# **Where to hang out in Paris ?**

This notebook will provide the main results we obtained through our work. It allows anyone to use the functions without having to use the Interface.
It is divided in 3 subsequence:

I- Maps

II-Statistics

III. Scrapping (Optional)


## **I. Maps**

This section will allow you to create the Maps we create through the interface. Each cell is dedicated to a function and an example is always provided.


 The functions defined below are very similar to those defined in the mapping files of each folder. The mapping.py files are the functions we use in the interface and are programmed to open directly a window in your webbrowser with the map. The only thing we change in the following functions is that we deleted the order to open a new window with the map created. If you want to open the map, you need to go to Output/Maps and to open them in a webbrowser. JupyterLab does it by itself but some code editor as VSCODE may require an additionnal extension.

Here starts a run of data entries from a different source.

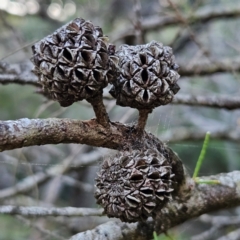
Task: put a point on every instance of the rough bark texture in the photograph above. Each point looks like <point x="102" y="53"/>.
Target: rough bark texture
<point x="25" y="132"/>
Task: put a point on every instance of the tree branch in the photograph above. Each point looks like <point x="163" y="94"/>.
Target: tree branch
<point x="156" y="22"/>
<point x="192" y="201"/>
<point x="25" y="132"/>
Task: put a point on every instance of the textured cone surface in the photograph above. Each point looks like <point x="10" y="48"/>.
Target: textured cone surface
<point x="132" y="184"/>
<point x="74" y="63"/>
<point x="148" y="76"/>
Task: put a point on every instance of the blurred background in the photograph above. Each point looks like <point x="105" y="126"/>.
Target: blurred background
<point x="199" y="31"/>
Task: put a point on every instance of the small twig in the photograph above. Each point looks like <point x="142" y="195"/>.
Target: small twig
<point x="100" y="110"/>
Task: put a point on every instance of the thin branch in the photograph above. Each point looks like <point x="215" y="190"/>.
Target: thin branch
<point x="206" y="67"/>
<point x="158" y="22"/>
<point x="52" y="211"/>
<point x="100" y="110"/>
<point x="137" y="21"/>
<point x="223" y="102"/>
<point x="186" y="24"/>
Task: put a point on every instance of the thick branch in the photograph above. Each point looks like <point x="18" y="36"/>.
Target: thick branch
<point x="193" y="200"/>
<point x="25" y="132"/>
<point x="156" y="22"/>
<point x="44" y="211"/>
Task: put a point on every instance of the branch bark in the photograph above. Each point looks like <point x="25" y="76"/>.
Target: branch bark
<point x="25" y="132"/>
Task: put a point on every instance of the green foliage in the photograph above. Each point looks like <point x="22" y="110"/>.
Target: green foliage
<point x="202" y="155"/>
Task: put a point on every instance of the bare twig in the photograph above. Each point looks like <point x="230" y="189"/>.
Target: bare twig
<point x="186" y="24"/>
<point x="156" y="22"/>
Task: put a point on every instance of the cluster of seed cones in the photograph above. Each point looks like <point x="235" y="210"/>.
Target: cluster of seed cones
<point x="76" y="62"/>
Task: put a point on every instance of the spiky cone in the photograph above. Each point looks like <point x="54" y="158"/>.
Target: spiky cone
<point x="132" y="184"/>
<point x="148" y="76"/>
<point x="74" y="63"/>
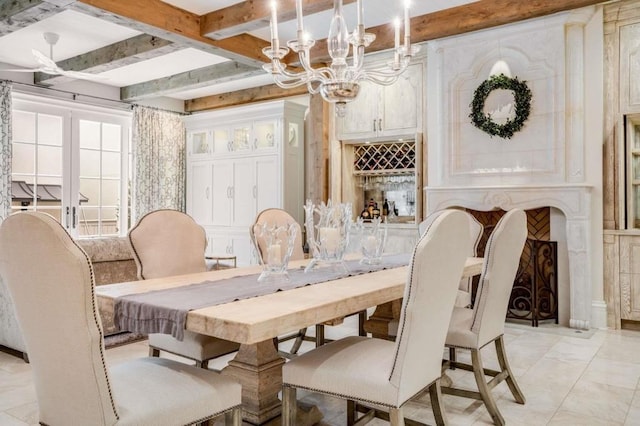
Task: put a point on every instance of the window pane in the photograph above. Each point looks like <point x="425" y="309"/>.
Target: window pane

 We first import the main modules we are going to use:

In [None]:
import folium
import pandas as pd 
from folium.plugins import MarkerCluster
from datetime import datetime

### Cinema

The following sub-section gives you the code to plot the maps of all the movie displayed on a day. This uses the database DataCinema.csv created in the scrapping section. Pay attention that not all the cinemas of Paris are represented on the maps but lots of them are (additional details are provided in the code of the scrapping section). 

All the more, the database hasn't been uptated since 28 th december 2023, so the movie show on the maps are those streamed this day. If you want to have those of the current day you need to update the database through the codes in the scrapping section.


In [None]:

def HourConversion(string):                  
    return datetime.strptime(string, '%H:%M') 

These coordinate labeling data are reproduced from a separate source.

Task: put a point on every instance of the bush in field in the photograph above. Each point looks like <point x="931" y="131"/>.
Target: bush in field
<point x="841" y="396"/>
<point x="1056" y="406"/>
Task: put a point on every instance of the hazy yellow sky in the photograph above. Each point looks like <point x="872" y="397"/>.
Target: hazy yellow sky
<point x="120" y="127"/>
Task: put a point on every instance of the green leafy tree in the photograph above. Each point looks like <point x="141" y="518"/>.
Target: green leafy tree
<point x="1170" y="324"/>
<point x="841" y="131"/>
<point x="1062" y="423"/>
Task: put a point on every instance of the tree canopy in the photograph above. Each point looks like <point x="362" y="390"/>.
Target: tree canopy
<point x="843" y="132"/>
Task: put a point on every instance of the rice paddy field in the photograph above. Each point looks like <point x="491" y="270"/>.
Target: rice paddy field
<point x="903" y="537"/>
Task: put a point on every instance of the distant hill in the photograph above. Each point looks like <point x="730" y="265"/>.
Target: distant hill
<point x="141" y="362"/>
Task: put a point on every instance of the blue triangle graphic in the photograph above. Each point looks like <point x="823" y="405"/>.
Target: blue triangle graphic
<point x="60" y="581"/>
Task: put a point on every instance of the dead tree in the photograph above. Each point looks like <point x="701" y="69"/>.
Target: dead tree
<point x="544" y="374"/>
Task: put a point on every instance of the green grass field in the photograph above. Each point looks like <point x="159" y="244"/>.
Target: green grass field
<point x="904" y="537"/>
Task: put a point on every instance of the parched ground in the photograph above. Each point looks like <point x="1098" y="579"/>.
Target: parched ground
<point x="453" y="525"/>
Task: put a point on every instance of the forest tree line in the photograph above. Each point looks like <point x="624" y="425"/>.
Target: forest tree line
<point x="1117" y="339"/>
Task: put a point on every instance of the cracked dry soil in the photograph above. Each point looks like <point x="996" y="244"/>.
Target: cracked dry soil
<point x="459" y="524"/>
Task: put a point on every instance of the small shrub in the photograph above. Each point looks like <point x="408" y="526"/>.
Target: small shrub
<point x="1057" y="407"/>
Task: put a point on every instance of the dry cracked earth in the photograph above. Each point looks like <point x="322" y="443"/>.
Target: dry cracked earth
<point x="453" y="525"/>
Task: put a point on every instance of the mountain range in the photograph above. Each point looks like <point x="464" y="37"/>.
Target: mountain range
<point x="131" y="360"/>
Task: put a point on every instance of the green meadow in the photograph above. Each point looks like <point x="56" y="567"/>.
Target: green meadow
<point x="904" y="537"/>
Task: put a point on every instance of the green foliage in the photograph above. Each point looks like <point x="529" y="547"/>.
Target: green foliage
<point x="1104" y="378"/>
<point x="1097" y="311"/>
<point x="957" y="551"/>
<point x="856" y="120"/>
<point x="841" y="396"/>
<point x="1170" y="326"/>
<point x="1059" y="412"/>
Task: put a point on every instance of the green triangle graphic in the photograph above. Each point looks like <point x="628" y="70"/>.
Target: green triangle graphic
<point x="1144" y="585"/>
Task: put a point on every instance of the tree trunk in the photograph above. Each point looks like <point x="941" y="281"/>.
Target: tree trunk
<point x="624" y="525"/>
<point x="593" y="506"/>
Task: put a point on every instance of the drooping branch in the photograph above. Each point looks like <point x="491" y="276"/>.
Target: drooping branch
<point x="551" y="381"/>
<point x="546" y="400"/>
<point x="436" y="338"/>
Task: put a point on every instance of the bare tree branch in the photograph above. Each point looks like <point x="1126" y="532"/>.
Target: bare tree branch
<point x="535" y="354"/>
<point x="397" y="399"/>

def MovieMapping(data,MinHour:'HHhMM',MaxHour:'HHhMM'):     
    HeureDebut = datetime.strptime(MinHour, "%Hh%M")
    HeureFin = datetime.strptime(MaxHour, "%Hh%M")
    
    
    data['time'] = data['heure'].apply(lambda x: HourConversion(x))
    AdjustedData = data[data['time']>= HeureDebut]
    AdjustedData = AdjustedData[AdjustedData['time'] <= HeureFin]
    
    MovieMap = folium.Map(location=[48.8566, 2.3522], zoom_start=12)
    GeoVisited = {}

    for index, row in AdjustedData.iterrows():
        lat = row['geo'].split(',')[0]
        lon = row['geo'].split(',')[1]
    
        content = "<h4 style='color:black;'>" + row['nom'] + "</h4>" \
                "<p style='font-size:16px;'>" + row['etablissement'] + "</p>"\
                "<p style='font-size:16px;'>" + row['heure'] + "</p>"
        
        if (lat,lon) not in GeoVisited.keys():
            GeoVisited[(lat,lon)] = MarkerCluster().add_to(MovieMap)
            folium.Marker(location=(lat,lon), popup = content, max_width=500).add_to(GeoVisited[(lat,lon)])
        else:
            folium.Marker(location=(lat,lon), popup = content, max_width=500).add_to(GeoVisited[(lat,lon)])
    MovieMap.save("/home/onyxia/work/Maps_cultural_life_Paris/Outputs/Maps/MovieMap.html")


#### *Example*
We will use the previous function to create a map showing all the movies streamed in Paris on 28th December 2023 whose cinema sessions begins between 5:30 PM (17h30) and 10:00 PM (22h00). 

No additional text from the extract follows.